Seattle, for all of their talent, is almost incapable of being proactive. Instead of dictating matches, they are reactive, allowing their opponents into matches the Sounders should dominate and putting themselves on the back foot so one goal, or even a second can ruin them.

Meanwhile, Salt Lake only has one way forward. Jason Kreis knows his first XI, runs them out there as often as possible and leans upon their familiar style of play at all costs. That's a style that puts a lot of weight on the shoulders of Alvaro Saborio, who has been known to drift out of matches, or asks Fabian Espindola to show a quality in front of net that he has only found by accident. Otherwise, RSL ends up in a waiting game with a defense led by Jamison Olave, who has not been able to stay fit.

These flaws saw both teams out of the playoffs just a year ago, when RSL pummeled the Sounders at home in the conference semifinals first leg before hanging on in the second leg away, only to lose in the Western Conference final when Olave broke down. One playoff, in two rounds, doomed Seattle in Salt Lake in the most predictable ways possible.
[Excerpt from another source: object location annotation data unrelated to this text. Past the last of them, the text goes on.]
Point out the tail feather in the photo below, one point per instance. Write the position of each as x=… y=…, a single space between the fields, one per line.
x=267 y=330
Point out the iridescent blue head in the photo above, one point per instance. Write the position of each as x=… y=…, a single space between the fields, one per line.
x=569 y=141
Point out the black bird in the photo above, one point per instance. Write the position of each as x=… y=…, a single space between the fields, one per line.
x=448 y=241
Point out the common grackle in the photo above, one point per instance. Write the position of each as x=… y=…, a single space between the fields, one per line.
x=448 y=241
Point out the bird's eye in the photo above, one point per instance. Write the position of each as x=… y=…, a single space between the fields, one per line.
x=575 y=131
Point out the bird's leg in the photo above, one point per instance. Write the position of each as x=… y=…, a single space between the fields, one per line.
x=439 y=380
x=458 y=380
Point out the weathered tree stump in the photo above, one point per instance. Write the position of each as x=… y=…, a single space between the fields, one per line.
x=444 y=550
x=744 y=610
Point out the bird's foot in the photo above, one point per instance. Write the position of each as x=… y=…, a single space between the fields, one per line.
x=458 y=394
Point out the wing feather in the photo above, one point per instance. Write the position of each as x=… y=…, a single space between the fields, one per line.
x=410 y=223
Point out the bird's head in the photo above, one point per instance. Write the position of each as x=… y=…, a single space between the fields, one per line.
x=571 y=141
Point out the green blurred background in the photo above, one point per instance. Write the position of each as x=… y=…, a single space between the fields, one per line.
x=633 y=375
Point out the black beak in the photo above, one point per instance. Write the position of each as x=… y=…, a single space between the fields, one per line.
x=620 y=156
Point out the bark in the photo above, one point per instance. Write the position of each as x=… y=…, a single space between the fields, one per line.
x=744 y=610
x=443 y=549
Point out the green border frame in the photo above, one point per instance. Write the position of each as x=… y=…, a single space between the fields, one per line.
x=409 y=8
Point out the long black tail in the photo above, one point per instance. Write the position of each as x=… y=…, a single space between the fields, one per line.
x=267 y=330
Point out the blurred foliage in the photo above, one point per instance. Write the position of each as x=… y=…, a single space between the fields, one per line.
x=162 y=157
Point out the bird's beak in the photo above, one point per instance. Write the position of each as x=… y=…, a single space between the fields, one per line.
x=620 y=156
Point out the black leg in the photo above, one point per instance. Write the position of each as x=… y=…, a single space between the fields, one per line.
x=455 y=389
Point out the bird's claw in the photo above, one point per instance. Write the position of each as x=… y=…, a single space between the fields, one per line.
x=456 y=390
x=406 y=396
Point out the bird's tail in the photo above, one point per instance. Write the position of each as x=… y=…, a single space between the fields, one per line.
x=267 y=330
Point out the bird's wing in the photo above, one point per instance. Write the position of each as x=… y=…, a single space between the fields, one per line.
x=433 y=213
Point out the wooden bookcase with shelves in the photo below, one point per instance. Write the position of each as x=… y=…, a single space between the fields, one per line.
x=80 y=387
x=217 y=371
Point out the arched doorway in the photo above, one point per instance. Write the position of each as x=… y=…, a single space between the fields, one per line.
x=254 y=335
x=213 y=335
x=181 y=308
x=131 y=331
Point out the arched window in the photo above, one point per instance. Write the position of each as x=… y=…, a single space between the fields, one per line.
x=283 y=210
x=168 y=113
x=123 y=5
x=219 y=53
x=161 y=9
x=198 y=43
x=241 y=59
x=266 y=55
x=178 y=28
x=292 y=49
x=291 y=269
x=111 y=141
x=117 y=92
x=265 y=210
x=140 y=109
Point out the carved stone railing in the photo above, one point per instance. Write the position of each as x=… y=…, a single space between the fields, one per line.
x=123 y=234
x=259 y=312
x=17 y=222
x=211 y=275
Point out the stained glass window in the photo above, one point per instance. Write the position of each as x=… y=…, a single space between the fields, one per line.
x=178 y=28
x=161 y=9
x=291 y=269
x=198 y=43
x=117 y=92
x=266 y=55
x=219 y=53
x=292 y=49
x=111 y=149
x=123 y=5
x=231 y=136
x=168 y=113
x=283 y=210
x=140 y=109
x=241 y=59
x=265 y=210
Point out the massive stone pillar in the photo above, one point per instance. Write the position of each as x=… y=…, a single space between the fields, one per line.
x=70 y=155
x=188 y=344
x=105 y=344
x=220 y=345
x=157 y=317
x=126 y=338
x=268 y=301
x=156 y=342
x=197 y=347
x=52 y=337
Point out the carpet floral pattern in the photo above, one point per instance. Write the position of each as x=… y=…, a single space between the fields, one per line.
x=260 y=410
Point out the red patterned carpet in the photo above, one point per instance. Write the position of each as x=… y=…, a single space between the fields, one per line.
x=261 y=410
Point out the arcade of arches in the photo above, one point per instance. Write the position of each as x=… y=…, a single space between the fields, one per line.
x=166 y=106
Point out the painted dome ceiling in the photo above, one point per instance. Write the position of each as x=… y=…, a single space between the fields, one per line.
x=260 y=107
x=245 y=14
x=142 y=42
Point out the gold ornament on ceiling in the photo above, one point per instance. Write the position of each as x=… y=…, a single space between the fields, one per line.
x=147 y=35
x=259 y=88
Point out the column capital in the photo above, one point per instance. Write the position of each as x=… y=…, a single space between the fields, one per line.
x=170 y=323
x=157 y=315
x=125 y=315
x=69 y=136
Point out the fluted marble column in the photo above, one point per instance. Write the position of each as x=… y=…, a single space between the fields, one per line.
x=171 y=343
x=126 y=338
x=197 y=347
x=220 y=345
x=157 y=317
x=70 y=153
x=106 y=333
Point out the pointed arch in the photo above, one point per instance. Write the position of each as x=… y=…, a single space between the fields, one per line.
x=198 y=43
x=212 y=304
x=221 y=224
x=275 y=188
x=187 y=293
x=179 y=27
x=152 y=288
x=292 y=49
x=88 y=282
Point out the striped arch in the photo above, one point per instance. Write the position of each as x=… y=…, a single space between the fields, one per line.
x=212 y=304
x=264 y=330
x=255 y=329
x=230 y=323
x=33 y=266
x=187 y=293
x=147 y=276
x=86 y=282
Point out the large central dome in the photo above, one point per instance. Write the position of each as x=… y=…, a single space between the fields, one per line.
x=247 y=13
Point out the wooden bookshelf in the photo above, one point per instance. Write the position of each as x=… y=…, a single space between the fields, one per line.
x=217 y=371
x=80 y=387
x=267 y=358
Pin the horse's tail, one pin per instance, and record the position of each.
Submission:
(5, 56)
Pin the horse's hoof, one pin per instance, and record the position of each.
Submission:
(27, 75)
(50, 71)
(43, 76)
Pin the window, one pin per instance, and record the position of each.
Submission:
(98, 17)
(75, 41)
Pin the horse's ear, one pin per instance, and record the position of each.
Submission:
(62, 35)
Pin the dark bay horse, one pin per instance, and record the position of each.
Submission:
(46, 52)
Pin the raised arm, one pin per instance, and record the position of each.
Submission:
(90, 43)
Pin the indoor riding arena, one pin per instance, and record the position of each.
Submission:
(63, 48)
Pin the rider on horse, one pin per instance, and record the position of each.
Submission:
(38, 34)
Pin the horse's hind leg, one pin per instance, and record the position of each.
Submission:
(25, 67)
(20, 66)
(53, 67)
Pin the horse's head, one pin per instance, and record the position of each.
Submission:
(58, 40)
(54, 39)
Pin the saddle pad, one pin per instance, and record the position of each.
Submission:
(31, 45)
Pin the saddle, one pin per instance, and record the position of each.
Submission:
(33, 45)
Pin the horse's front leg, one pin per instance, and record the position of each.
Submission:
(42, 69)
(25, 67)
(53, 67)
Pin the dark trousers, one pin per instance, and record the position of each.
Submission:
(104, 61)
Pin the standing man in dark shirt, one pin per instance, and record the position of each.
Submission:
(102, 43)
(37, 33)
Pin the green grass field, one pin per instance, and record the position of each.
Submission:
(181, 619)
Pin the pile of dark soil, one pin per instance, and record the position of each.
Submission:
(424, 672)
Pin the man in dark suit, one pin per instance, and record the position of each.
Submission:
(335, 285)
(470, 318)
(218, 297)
Now the two teams meet in the conference semifinals again, but this time inklings of doubt and emerging flaws are serious concerns. Will the Sounders ever show the aggressiveness and mental toughness to take the upperhand when the matches kick up a notch? Can RSL's tried and true style prove effective with a pair of ailing centerbacks, including Olave, again?

This time around, Seattle gets the first leg at home with the chance to get out to the fast start, take the play to Salt Lake and score a goal in the first leg of a playoff tie for the first time ever. But they still need to show their growth and a newfound ability to overcome adversity with Johnson battling an adductor strain. It's their fourth chance and if not now, the fifth and sixth chance look just as unlikely to come good as the first four.

Salt Lake may not have the luxury of more chances, though. If this team can't prove their flaws have been fixed, or at least capable of being overcome, RSL may tear the team apart and rebuild this winter. They have already gone out of the Champions League and MLS Cup-less postseason could be the confirmation that the core that brought the team its first trophy in 2009 and has been struggling to replicate that success is obsolete.

For both Seattle and Salt Lake it has been a long, roller-coaster over almost four years. They have been good enough to conjure up the excitement that surrounded them in 2009, but flawed enough to make their failures steal the spotlight. And for the team that bows out three matches short of MLS Cup, that spotlight may dim for good.